AICPA Now Seeking Comment on CECL-Related Proposal

DURHAM, N.C.–The American Institute of CPAs’ Financial Reporting Executive Committee has issued a working draft of accounting issues related to the implementation of Accounting Standards Update (ASU) No. 2016-13, Financial Instruments-Credit Losses, and is requesting feedback on issue paper Reasonable and Supportable Forecasting.

The AICPA noted the Current Expected Credit Loss, or CECL, will be the new standard and will change how financial institutions account for expected credit losses.

“It is the most significant change to financial institutions in forty years,” the AICPA said. “It affects reserves for losses over loans booked and allows for more forward-looking information to be considered when developing a best estimate.”
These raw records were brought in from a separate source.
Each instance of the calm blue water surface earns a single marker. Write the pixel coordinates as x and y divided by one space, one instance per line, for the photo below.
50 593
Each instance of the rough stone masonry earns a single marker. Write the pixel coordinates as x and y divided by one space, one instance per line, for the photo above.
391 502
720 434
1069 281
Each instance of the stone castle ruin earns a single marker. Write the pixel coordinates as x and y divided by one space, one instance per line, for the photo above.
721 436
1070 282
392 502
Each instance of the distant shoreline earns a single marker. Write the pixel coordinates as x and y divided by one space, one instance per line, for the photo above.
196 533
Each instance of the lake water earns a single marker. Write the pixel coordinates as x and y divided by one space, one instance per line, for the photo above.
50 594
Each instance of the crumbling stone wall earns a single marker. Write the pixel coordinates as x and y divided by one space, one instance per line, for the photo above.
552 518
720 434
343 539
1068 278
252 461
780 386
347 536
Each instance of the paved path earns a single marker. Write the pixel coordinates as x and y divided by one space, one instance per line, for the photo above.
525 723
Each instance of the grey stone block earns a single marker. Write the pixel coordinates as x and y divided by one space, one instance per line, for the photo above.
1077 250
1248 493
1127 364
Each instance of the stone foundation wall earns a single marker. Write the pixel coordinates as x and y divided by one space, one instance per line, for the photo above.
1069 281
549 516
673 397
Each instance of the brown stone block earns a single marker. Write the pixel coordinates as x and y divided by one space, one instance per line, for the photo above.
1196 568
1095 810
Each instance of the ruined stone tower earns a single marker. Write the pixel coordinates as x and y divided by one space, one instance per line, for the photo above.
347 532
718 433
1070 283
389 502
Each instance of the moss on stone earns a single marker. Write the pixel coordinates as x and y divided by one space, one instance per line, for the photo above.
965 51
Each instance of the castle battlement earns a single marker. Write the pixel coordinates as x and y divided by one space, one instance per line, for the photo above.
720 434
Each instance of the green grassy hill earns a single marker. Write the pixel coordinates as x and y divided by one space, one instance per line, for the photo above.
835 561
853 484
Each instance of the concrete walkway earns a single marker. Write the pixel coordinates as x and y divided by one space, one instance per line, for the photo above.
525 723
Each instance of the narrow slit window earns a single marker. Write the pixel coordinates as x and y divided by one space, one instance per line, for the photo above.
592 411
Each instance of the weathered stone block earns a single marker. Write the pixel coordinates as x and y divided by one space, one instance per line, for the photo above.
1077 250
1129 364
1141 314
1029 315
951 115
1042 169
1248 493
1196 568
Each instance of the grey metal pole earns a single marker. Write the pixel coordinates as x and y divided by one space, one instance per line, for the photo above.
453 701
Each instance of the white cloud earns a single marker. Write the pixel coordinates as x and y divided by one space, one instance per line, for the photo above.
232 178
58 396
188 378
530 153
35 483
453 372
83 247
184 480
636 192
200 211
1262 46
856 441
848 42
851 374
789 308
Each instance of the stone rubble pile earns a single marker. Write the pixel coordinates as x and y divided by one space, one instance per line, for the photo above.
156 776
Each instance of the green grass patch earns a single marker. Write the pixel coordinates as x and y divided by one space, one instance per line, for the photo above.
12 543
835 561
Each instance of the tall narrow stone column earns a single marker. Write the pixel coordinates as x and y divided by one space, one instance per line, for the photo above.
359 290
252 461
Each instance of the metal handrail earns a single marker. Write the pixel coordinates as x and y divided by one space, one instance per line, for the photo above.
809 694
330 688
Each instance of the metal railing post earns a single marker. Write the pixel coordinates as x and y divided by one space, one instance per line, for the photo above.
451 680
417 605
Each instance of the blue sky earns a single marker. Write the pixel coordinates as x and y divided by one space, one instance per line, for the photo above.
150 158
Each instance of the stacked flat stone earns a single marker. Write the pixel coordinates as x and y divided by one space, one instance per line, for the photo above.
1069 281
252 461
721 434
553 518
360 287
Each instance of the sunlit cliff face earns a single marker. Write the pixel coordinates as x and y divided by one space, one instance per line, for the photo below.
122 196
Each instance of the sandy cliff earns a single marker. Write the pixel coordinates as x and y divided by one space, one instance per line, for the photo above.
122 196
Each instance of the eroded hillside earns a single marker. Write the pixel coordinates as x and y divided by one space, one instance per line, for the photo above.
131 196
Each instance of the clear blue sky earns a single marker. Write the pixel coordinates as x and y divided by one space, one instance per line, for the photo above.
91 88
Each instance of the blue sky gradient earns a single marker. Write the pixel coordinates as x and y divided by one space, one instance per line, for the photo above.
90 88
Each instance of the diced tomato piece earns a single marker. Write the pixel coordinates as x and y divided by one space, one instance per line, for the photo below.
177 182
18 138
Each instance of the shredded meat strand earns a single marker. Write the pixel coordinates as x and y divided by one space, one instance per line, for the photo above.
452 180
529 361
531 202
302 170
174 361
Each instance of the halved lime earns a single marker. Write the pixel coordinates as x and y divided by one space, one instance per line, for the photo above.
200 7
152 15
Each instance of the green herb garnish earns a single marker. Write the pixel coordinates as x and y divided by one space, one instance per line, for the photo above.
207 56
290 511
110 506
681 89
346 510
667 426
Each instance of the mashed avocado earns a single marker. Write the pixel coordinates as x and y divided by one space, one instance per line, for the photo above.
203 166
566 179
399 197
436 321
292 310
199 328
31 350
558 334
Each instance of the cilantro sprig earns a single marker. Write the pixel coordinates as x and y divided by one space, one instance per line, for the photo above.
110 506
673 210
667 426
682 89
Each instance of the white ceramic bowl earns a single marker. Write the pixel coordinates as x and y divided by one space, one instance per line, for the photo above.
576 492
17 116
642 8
The working draft discusses helpful considerations for Depository and Lending Institutions, and Insurance Companies and is available here.

“This project demonstrates the AICPA’s continuing effort to ease implementation of the standard for auditors and their clients,” said Jason Brodmerkel, CPA, Accounting Standards – Depository and Lending Institutions for the AICPA. “It is a tremendous effort for our committee and the many volunteers on our task force all of whom are committed to help the financial reporting system adopt the standard.”

Interested parties are encouraged to submit their informal feedback on the implementation issue by Dec. 31, 2018.